Practical “freedom-to-operate” implications for US 7,300,935
Infringement probability tiers for a generic competitor (structure-based)
- High risk: compounds that keep the full scaffold and urea motif and match both the 2,6-difluorobenzyl and one of the two claimed (3-heteroaryl + 5-amine) combinations.
- Medium risk: compounds that match most elements but change only one locked variable (commonly position 3 heteroaryl or position 5 sidechain).
- Lower risk: compounds that change the urea N-substitution away from N′-methoxyurea or that change the difluorobenzyl substitution pattern or the core carbonyl pattern.
Filing strategy for a design-around molecule
A “safe-by-design” route generally changes at least one of the high-impact features:
- urea N-substitution
- the difluorobenzyl
- the position 3 heteroaryl
- the position 5 amino substituent
Key Takeaways
- US 7,300,935 contains two compound claims that are fully specified and therefore tightly constrained to defined substitution patterns on a tetrahydrothieno[2,3-d]pyrimidin scaffold with 2,4-dioxo carbonyls and N′-methoxyurea.
- Claim 1 protects the exact pairing 3-(2-pyridinyl) + 5-(((2-ethoxyethyl)(methyl)amino)methyl) with 1-(2,6-difluorobenzyl).
- Claim 2 protects the analogue with 3-(6-methoxy-3-pyridazinyl) + 5-((dimethylamino)methyl) while keeping the same urea motif and difluorobenzyl substitution.
- “Or a salt thereof” expands coverage to salts of those exact structures but does not broaden the chemical structure beyond the named scaffold and substituents.
- The enforceable coverage geometry is best understood as a narrow SAR corridor: maintain the core and urea motif, and be careful around the position 3 heteroaryl and position 5 amine sidechain combinations.
FAQs
1) Do claims 1 and 2 cover a whole class of tetrahydrothieno[2,3-d]pyrimidin urea derivatives?
No.
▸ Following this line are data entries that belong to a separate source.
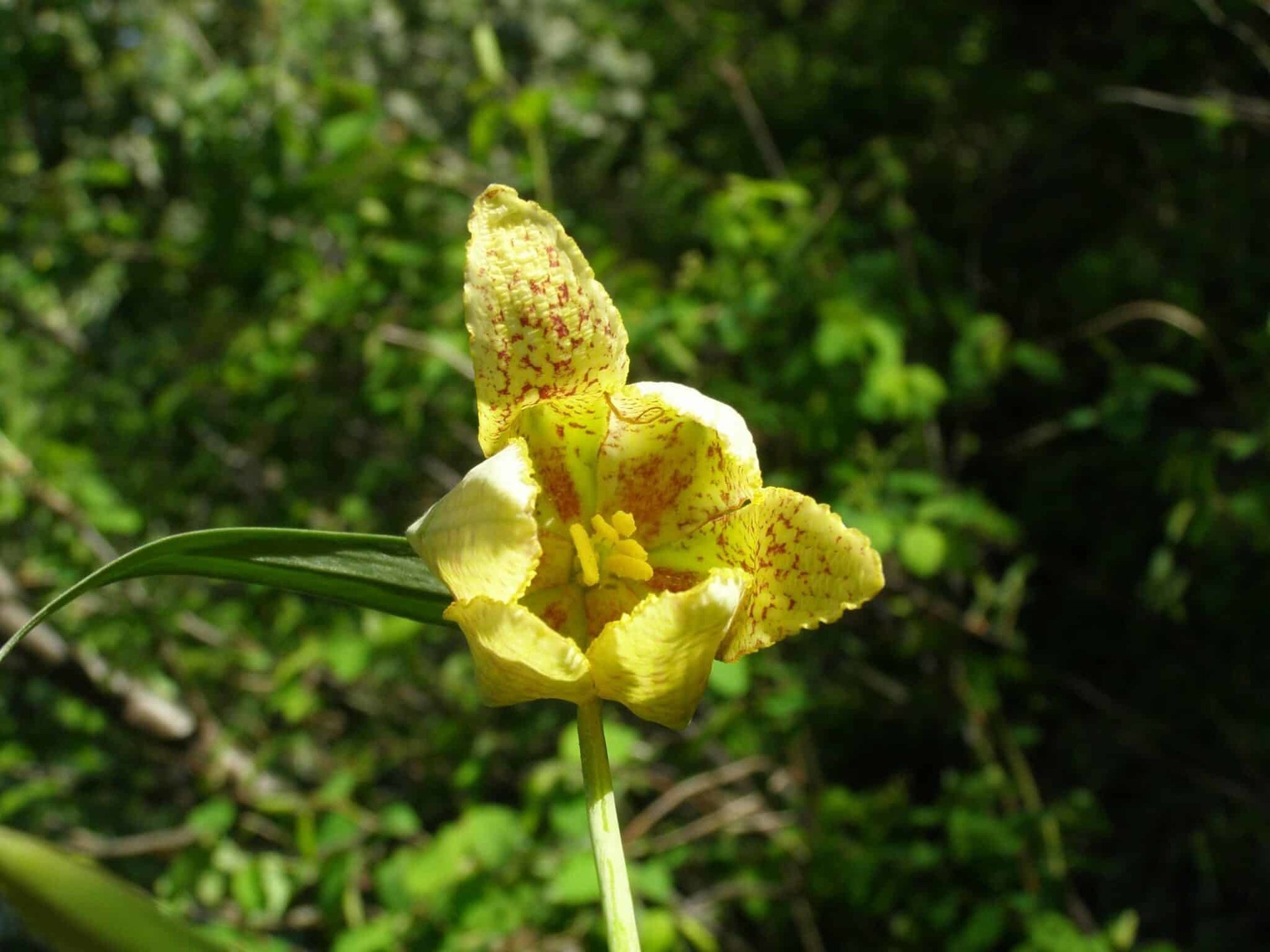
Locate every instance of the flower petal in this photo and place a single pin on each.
(519, 656)
(541, 327)
(480, 539)
(673, 459)
(657, 659)
(807, 567)
(564, 440)
(563, 610)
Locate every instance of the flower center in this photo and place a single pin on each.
(609, 551)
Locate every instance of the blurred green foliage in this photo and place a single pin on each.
(991, 280)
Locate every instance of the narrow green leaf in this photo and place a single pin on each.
(77, 906)
(372, 571)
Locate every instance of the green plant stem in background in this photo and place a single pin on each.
(606, 838)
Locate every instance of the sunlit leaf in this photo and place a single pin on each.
(371, 571)
(78, 906)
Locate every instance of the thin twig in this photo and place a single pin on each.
(1250, 110)
(753, 117)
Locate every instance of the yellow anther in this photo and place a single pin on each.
(586, 554)
(628, 568)
(603, 528)
(632, 549)
(624, 522)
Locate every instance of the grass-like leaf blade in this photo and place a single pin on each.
(77, 905)
(372, 571)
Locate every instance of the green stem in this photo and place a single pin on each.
(606, 838)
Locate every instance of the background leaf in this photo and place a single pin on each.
(78, 906)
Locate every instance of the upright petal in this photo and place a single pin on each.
(541, 327)
(657, 659)
(807, 567)
(673, 459)
(519, 656)
(480, 539)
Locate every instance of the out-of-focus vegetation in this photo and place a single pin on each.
(992, 280)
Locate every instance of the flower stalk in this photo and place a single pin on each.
(606, 838)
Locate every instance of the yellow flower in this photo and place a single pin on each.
(618, 539)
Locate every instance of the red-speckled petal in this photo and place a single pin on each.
(541, 327)
(807, 567)
(673, 459)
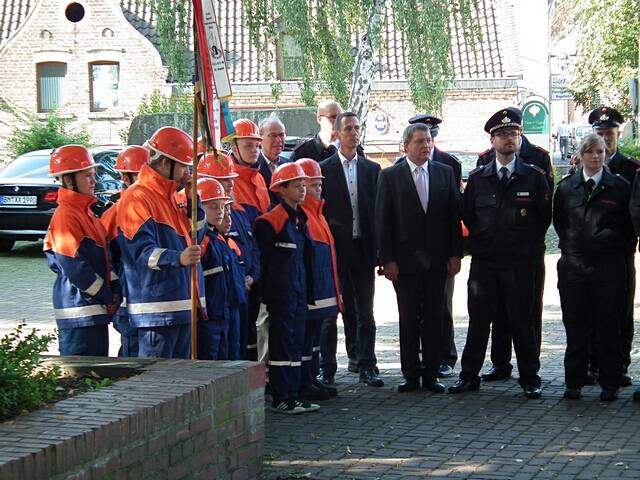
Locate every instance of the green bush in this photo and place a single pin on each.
(631, 149)
(52, 132)
(24, 383)
(157, 102)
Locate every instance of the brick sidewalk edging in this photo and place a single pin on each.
(178, 419)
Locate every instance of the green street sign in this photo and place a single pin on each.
(535, 117)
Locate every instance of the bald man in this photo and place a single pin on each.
(320, 146)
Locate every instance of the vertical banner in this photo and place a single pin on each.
(212, 72)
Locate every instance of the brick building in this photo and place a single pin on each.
(94, 60)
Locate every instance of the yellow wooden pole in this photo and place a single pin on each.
(194, 227)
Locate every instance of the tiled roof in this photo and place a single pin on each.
(247, 64)
(12, 15)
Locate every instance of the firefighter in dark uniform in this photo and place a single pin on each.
(500, 334)
(448, 354)
(606, 122)
(591, 217)
(507, 210)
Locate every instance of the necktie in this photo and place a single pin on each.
(504, 176)
(421, 186)
(588, 187)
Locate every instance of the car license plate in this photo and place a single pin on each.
(18, 200)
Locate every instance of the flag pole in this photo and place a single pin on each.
(194, 225)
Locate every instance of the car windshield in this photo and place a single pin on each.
(27, 166)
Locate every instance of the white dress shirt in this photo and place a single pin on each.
(351, 175)
(414, 174)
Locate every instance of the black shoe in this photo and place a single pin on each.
(590, 378)
(332, 391)
(353, 366)
(409, 386)
(608, 394)
(445, 371)
(572, 394)
(532, 391)
(495, 373)
(464, 386)
(312, 393)
(370, 378)
(433, 386)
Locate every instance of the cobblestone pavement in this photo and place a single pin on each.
(368, 433)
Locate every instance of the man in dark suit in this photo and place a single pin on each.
(448, 351)
(349, 191)
(321, 146)
(273, 135)
(501, 337)
(419, 245)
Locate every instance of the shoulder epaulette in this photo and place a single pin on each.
(477, 169)
(536, 168)
(620, 177)
(568, 175)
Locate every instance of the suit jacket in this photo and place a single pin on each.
(447, 159)
(263, 168)
(337, 208)
(416, 240)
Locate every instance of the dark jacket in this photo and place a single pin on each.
(597, 226)
(509, 222)
(337, 208)
(263, 168)
(529, 153)
(416, 240)
(623, 165)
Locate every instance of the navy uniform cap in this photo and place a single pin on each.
(605, 117)
(429, 120)
(507, 117)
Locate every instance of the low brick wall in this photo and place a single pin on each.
(178, 419)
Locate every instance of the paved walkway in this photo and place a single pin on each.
(368, 433)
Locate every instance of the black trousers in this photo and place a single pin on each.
(627, 327)
(357, 281)
(501, 337)
(512, 285)
(594, 306)
(448, 351)
(421, 300)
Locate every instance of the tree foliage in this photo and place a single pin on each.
(327, 32)
(607, 54)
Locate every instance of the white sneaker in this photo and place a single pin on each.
(306, 406)
(288, 407)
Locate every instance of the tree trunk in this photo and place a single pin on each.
(364, 68)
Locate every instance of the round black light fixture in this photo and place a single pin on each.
(74, 12)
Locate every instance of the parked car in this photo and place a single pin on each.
(28, 195)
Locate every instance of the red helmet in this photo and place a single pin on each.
(218, 165)
(131, 159)
(202, 146)
(69, 159)
(245, 128)
(211, 189)
(286, 173)
(172, 143)
(311, 168)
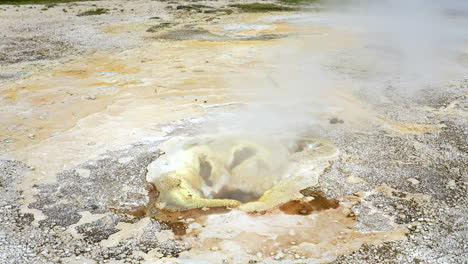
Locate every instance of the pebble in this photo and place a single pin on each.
(413, 181)
(354, 180)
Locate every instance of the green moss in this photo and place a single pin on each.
(298, 1)
(258, 7)
(98, 11)
(34, 2)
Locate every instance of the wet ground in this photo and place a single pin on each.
(82, 118)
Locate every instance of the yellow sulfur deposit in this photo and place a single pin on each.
(250, 173)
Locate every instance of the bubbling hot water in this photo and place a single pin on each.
(250, 173)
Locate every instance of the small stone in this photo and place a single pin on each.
(279, 256)
(451, 184)
(353, 180)
(413, 181)
(125, 160)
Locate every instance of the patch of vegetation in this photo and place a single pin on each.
(34, 2)
(258, 7)
(97, 11)
(298, 1)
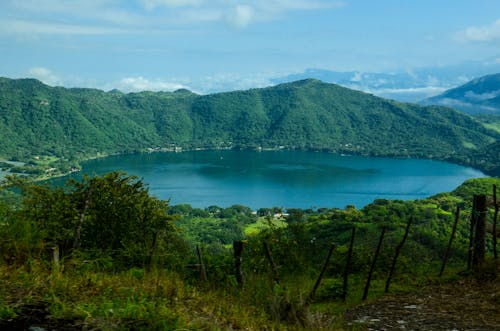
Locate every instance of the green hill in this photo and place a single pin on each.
(36, 119)
(479, 96)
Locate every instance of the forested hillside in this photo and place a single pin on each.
(38, 120)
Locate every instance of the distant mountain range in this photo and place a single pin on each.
(36, 119)
(408, 86)
(479, 96)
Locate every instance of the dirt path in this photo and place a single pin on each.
(468, 304)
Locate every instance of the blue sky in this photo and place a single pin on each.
(222, 44)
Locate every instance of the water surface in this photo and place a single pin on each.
(283, 178)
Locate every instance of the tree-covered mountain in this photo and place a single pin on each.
(36, 119)
(479, 96)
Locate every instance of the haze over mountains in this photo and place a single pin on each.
(479, 96)
(36, 119)
(409, 86)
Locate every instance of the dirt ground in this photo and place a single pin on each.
(471, 303)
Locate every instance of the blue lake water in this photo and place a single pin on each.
(289, 179)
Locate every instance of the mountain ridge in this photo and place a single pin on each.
(307, 114)
(478, 96)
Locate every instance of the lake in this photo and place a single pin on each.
(289, 179)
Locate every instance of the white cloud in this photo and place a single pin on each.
(426, 90)
(152, 4)
(53, 28)
(482, 96)
(483, 33)
(358, 77)
(91, 17)
(241, 16)
(137, 84)
(45, 75)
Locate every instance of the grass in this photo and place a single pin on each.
(263, 223)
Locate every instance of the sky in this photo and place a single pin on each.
(222, 45)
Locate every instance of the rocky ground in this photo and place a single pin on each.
(471, 303)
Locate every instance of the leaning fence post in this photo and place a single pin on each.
(320, 277)
(495, 217)
(471, 232)
(347, 268)
(271, 262)
(203, 271)
(396, 255)
(372, 268)
(238, 261)
(480, 238)
(55, 258)
(453, 231)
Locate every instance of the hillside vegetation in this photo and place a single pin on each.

Each claim is a fully specified compound with fixed substituents and only salt forms added.
2) If a compound matches the core and urea motif but swaps the 3-heteroaryl, does it infringe?
It will not fall within that specific claim’s literal scope if it does not match the exact 3-substituent named in the claim (2-pyridinyl in claim 1; 6-methoxy-3-pyridazinyl in claim 2).
3) What is the role of “or a salt thereof”?
It extends coverage to pharmaceutically acceptable salts of the exact claimed molecule.
4) Which elements are most critical for avoiding literal infringement?
The urea N-substitution (N′-methoxyurea), the 1-(2,6-difluorobenzyl) group, the 3-heteroaryl, and the 5-amine sidechain are the highest-impact structural locks.
5) How many distinct chemotypes are claimed?
Two, corresponding to the two specific combinations of position 3 and position 5 substituents, while holding the urea motif and core scaffold constant.
References
- US Patent 7,300,935. Claims provided in the prompt (Claim 1 and Claim 2 text).